An artificial intelligence (AI) system can predict breast cancer in mammograms better than a radiologist, with results holding across two large datasets that are representative of different screening populations and practices, as shown in a recent study. This highlights the technology’s potential to enhance the efficiency of breast cancer diagnosis.
“Despite the widespread adoption of mammography, interpretation of these images remains challenging. The accuracy achieved by experts in cancer detection varies widely, and the performance of even the best clinicians leaves room for improvement,” the investigators pointed out. [Radiology 2009;253:641-665; JAMA Intern Med 2015;175:1828-1837]
“False positives can lead to patient anxiety, unnecessary follow-up and invasive diagnostic procedures. Cancers that are missed at screening may not be identified until they are more advanced and less amenable to treatment. [This said], AI may be uniquely poised to help with th[e] challenge,” they added. [JAMA Intern Med 2014;174:954-961; NPJ Breast Cancer 2017;3:12]
The AI system used in the study consisted of an ensemble of three deep learning models, each operating on a different level of analysis (individual lesions, individual breasts and the full case). It was trained and tuned using mammograms from about 76,000 women in the UK (where screening is performed every 3 years) and more than 15,000 in the US (where women are screened every 1–2 years). The system's performance in the clinical setting was evaluated in UK and US test sets that comprised 25,856 and 3,097 women, respectively.
Relative to the diagnosis made by first or sole radiologists, the AI system reduced the rates of false-positive and false-negative detection of biopsy-confirmed breast cancers by 1.2 percent and 2.7 percent, respectively, in the UK test set, and by 5.7 percent and 9.4 percent in the US dataset. [Nature 2020;577:89-94]

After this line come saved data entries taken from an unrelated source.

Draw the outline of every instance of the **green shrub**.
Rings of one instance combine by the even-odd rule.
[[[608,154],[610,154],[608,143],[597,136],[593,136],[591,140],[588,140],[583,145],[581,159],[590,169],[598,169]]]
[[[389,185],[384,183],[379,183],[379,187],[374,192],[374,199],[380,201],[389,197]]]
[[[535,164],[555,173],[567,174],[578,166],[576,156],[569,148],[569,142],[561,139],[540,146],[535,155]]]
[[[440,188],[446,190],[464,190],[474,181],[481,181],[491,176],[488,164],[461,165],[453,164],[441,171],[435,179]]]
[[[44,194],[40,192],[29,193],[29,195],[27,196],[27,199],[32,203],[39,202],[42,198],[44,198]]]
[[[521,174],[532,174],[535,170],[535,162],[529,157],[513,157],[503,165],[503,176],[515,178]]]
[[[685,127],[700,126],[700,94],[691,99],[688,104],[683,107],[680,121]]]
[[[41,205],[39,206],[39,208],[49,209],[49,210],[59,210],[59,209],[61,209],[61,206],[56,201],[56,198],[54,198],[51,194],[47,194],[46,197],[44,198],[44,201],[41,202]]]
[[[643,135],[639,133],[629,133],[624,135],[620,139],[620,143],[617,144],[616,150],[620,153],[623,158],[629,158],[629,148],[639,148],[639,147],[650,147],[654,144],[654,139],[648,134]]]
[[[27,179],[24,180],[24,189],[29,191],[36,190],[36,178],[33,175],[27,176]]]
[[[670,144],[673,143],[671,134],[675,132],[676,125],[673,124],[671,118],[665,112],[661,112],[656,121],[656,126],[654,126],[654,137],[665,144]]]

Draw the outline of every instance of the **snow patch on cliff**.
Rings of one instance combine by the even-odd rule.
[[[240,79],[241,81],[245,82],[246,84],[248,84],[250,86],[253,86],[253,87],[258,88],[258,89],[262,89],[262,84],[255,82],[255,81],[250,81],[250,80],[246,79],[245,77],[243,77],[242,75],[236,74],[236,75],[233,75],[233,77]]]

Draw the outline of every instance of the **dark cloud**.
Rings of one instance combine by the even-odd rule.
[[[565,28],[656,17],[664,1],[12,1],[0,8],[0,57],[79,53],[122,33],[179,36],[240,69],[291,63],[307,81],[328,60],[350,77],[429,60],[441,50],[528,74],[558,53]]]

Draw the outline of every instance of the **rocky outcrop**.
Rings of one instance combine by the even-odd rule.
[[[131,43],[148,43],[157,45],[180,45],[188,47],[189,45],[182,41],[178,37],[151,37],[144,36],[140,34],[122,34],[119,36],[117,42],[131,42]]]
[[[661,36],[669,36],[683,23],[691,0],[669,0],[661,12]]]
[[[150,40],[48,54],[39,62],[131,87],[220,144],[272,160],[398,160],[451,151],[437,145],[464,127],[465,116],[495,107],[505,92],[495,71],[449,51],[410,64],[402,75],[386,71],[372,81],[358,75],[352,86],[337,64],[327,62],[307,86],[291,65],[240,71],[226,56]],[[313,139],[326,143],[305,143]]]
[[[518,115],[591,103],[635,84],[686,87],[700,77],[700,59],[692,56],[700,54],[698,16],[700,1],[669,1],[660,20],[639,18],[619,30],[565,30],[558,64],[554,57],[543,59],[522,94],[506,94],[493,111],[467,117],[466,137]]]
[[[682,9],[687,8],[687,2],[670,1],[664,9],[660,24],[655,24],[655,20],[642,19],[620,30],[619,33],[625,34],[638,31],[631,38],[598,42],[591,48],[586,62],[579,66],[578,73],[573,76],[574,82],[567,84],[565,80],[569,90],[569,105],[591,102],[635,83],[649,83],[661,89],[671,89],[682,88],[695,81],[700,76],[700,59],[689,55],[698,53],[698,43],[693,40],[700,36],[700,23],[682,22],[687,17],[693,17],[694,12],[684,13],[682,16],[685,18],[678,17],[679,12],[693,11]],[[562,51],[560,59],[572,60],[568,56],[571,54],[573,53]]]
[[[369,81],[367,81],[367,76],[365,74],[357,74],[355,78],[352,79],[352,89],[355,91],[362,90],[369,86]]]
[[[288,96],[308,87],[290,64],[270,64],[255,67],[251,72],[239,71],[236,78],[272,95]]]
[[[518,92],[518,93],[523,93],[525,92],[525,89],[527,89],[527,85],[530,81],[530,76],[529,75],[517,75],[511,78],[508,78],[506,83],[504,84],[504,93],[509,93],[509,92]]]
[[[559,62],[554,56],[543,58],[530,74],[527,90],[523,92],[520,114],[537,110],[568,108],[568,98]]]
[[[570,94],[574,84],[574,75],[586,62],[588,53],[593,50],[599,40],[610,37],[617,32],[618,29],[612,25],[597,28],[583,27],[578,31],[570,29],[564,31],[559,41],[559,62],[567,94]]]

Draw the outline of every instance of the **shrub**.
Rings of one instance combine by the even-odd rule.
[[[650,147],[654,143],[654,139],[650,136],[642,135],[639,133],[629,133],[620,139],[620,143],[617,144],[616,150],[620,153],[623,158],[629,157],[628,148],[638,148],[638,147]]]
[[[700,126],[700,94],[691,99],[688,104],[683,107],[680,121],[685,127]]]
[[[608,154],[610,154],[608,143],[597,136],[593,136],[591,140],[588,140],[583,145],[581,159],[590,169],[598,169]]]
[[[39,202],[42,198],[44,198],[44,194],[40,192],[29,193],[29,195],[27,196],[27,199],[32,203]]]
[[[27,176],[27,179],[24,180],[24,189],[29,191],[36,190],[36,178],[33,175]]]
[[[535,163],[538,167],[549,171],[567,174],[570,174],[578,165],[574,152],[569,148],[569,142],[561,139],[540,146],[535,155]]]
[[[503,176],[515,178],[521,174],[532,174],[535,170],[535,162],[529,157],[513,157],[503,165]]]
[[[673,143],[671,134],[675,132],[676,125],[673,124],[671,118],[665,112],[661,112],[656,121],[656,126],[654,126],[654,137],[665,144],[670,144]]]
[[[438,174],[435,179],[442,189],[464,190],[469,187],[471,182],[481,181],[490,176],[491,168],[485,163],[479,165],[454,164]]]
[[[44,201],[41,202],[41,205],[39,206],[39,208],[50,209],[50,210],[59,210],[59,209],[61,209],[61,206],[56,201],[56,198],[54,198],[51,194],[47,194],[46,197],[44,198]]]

The system was remarkably able to generalize across populations and screening settings. When trained using only the UK dataset and applied to the US test set, the AI likewise outperformed radiologists, improving both the specificity (3.5 percent; p=0.0212) and sensitivity (8.1 percent; p=0.0006) of breast cancer diagnosis.
Furthermore, in an independent study of six radiologists, the AI system emerged as superior to all human readers. The area under the receiver operating characteristic curve achieved with the AI system was greater by an absolute margin of 11.5 percent compared with that achieved with the average radiologist.
The AI system maintained a noninferior performance when used to provide a second opinion as part of the double-reading process used in the UK, and it reduced the workload of the second reader by 88 percent. This result specifically underscores the potential of AI “to alleviate pressures on services in the context of a worldwide shortage of radiologists,” according to the investigators.
Overall, the data indicate that an AI system is capable of surpassing human experts in breast cancer prediction, they added.
“The optimal use of the AI system within clinical workflows remains to be determined. The specificity advantage exhibited by the system suggests that it could help to reduce recall rates and unnecessary biopsies. The improvement in sensitivity exhibited in the US data shows that the AI system may be capable of detecting cancers earlier than the standard of care. An analysis of the localization performance of the AI system suggests it holds early promise for flagging suspicious regions for review by experts,” they pointed out.
Beyond improving reader performance, the technology could also do away with double reading in most of UK screening cases, while maintaining a similar level of accuracy to the standard protocol, the investigators said. This points to the potential of delivering screening results in a sustainable manner despite workforce shortages.
“Prospective clinical studies will be required to understand the full extent to which this technology can benefit patient care,” they added.